13. Equality and Induction in Lean

With the introduction of first-order logic, we have come a long way toward modeling full-blown mathematical and computational reasoning reasoning. Lean’s internal logic subsumes first-order logic, which means that one can write down terms the describe objects, express relationships between them, and prove things about them. For example, if x and y are variables ranging over integers and xs and ys are variables ranging over lists of integers, the expression (x + y) + 3 is a term denoting an integer and the expression x :: xs ++ [3] ++ ys is a term denoting a list of integers. In Lean, the expressions x < y + 3, x = y + 3, and x ∈ xs are propositions that say that x is less than y + 3, x is equal to y + 3, and x is an element of the list xs, respectively. The symbols <, =, and ∈ denote binary relations, since they express a relationship between the terms on either side.

13.1. Equational reasoning

Mathematically, the most fundamental relation is the equality relationship. Equality satisfies two axiomatic properties: first, everything is equal to itself, and second, equal terms can be substituted for one another. In Lean, these are implemented by the tactics rfl and rw, respectively. The first is short for reflexivity, and the second is short for rewrite.

example : f (a + b) = f (a + b) := by
  rfl

example (h : b = c) : f (a + b) = f (a + c) := by
  rw [h]

In the second example, the rewrite tactic replaces b by c in the goal and then automatically applies reflexivity to finish it off.

The rw tactic takes a list of identities and rewrites with them one at a time.

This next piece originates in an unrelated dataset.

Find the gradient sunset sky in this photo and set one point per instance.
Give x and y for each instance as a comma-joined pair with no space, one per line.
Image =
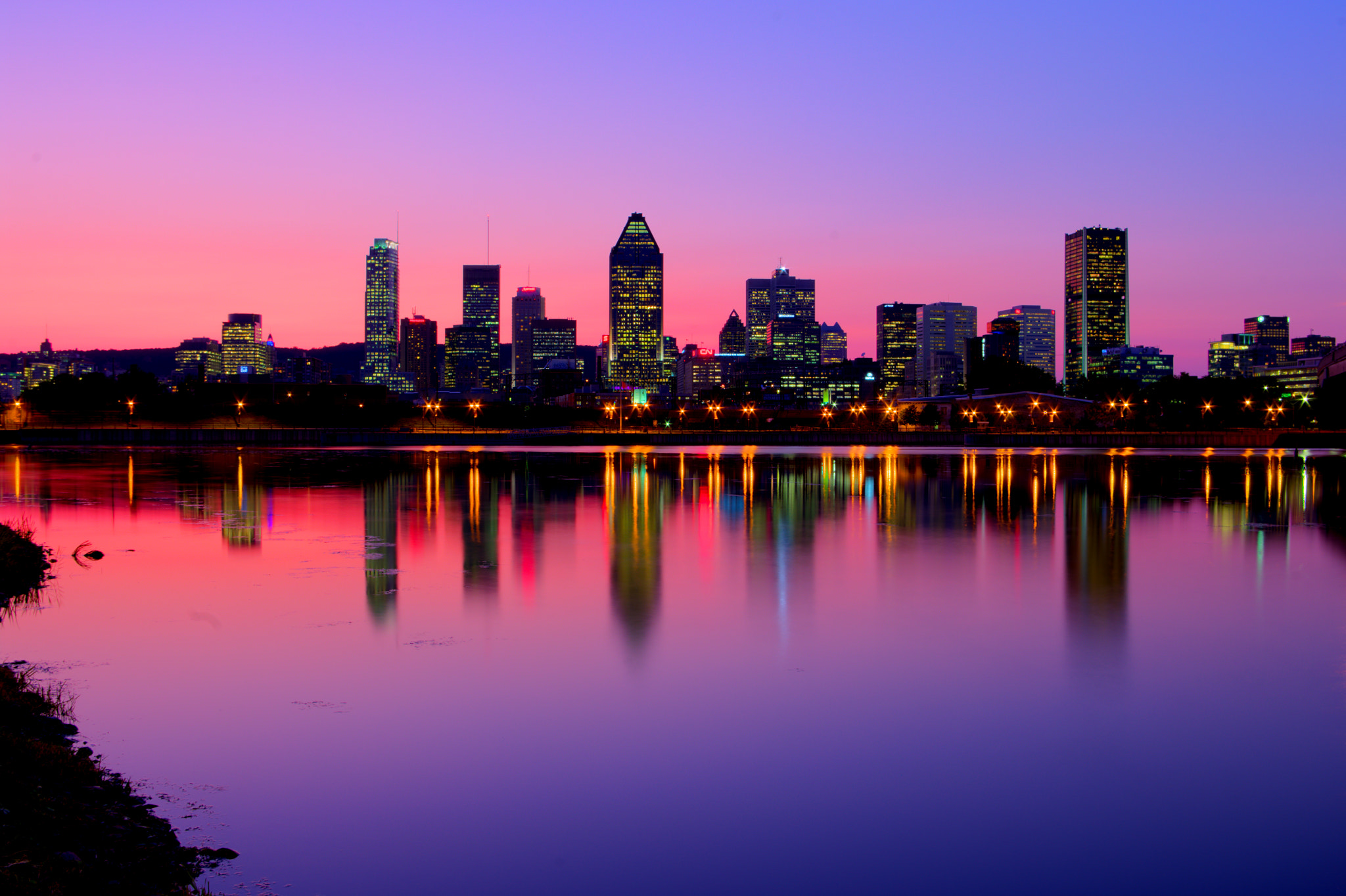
166,164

You can use a left arrow to indicate that the tactic should use an equation in the reverse direction:

example (h1 : a = c) (h2 : b = d) : f (a + b) = f (c + d) := by
  rw [h1, h2]

example (h1 : a = c) (h2 : d = c + b) (h3 : d = e) :
    f (a + b) = f (e) := by
  rw [h1, ←h2, h3]

Notice that even common properties like the symmetry and transitivity of equality can be reduced to the substitution property and reflexivity.

example (h : a = b) : b = a := by
  rw [h]

example (h1 : a = b) (h2 : b = c) : a = c := by
  rw [h1, h2]

You can also rewrite with general identities. In Lean, when you write a * b * c, parentheses associate to the left, so the expression is interpreted as (a * b) * c. The identities mul_assoc, mul_comm, and mul_left_comm can be used to move the parentheses around.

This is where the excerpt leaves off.